The Chinese Communist Party's Central Military Commission issued a top-secret directive to military commands throughout the country on April 19, the Boxun News Web site said yesterday. The directive asks military officers to be on alert for emergency measures and strictly follow orders from the military commission.
The report could not be independently confirmed as of press time yesterday.
The directive also asks the military to prepare for possible social unrest and a shutdown of the country's capital. Martial law may also be imposed on some other areas of the country, according to the directive.
It also asked for attention on "Taiwan independence forces," which it says may take advantage of the SARS crisis to "split the motherland." The subversive activities of anti-Chinese forces in the West should also be watched, it said.
The directive also stressed the importance of protecting the military's top brass, whom it called the "precious assets of the party and the armed forces," so as to ensure the stability and effectiveness of the command chain.

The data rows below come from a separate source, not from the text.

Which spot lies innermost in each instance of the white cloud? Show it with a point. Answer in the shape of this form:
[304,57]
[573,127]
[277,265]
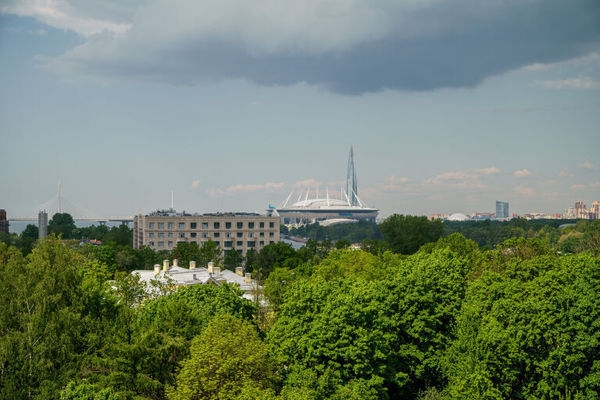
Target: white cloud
[348,46]
[522,173]
[565,173]
[468,179]
[394,183]
[270,187]
[307,183]
[571,83]
[524,191]
[72,16]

Meanwhile, the State Council has authorized local banks to limit or halt cash withdrawal in the case of bank runs triggered by the SARS epidemic, Boxun News said in a separate report yesterday.
The State Council also warned that any bank which fails to follow government orders will be severely punished, the report said.
The government will use any means available -- including police and military forces -- to try to stop bank runs, which could cause China's shaky financial sector to collapse, the report said.
Bank runs are one of the biggest worries of China's financial authorities, given that bad loan ratios are believed to be as high as 75 percent at some local banks.
Panicky residents are already scrambling to hoard goods in some areas of China, causing commodity prices to skyrocket, the report said.
Meanwhile, Beijing's government closed the city's theaters, cinemas, Internet cafes and other public entertainment venues yesterday in an attempt to stop the spread of SARS, as Hong Kong reported another drop in the number of infections for the second day in a row.
Twelve more SARS patients have died in Hong Kong, matching the territory's previous one-day record, but health officials yesterday reported just 16 new infections, the lowest total yet since the government began releasing daily statistics last month.
SARS has killed 317 people worldwide and sickened more than 4,800.
But the head of World Health Organization said yesterday there is still time to arrest the global spread of SARS if affected countries take the appropriate measures such as airport checks and travel warnings.
"I think we still have a window of opportunity.... At the moment, we still have a chance to contain it and to have it go down in the places where outbreaks are already happening and avoid it spreading to new countries," Gro Harlem Brundtland said in an interview on the BBC television program Breakfast with Frost.
Beijing's closures were ordered to "stop possible spread of the SARS virus and ensure public health," the official Xinhua New Agency reported.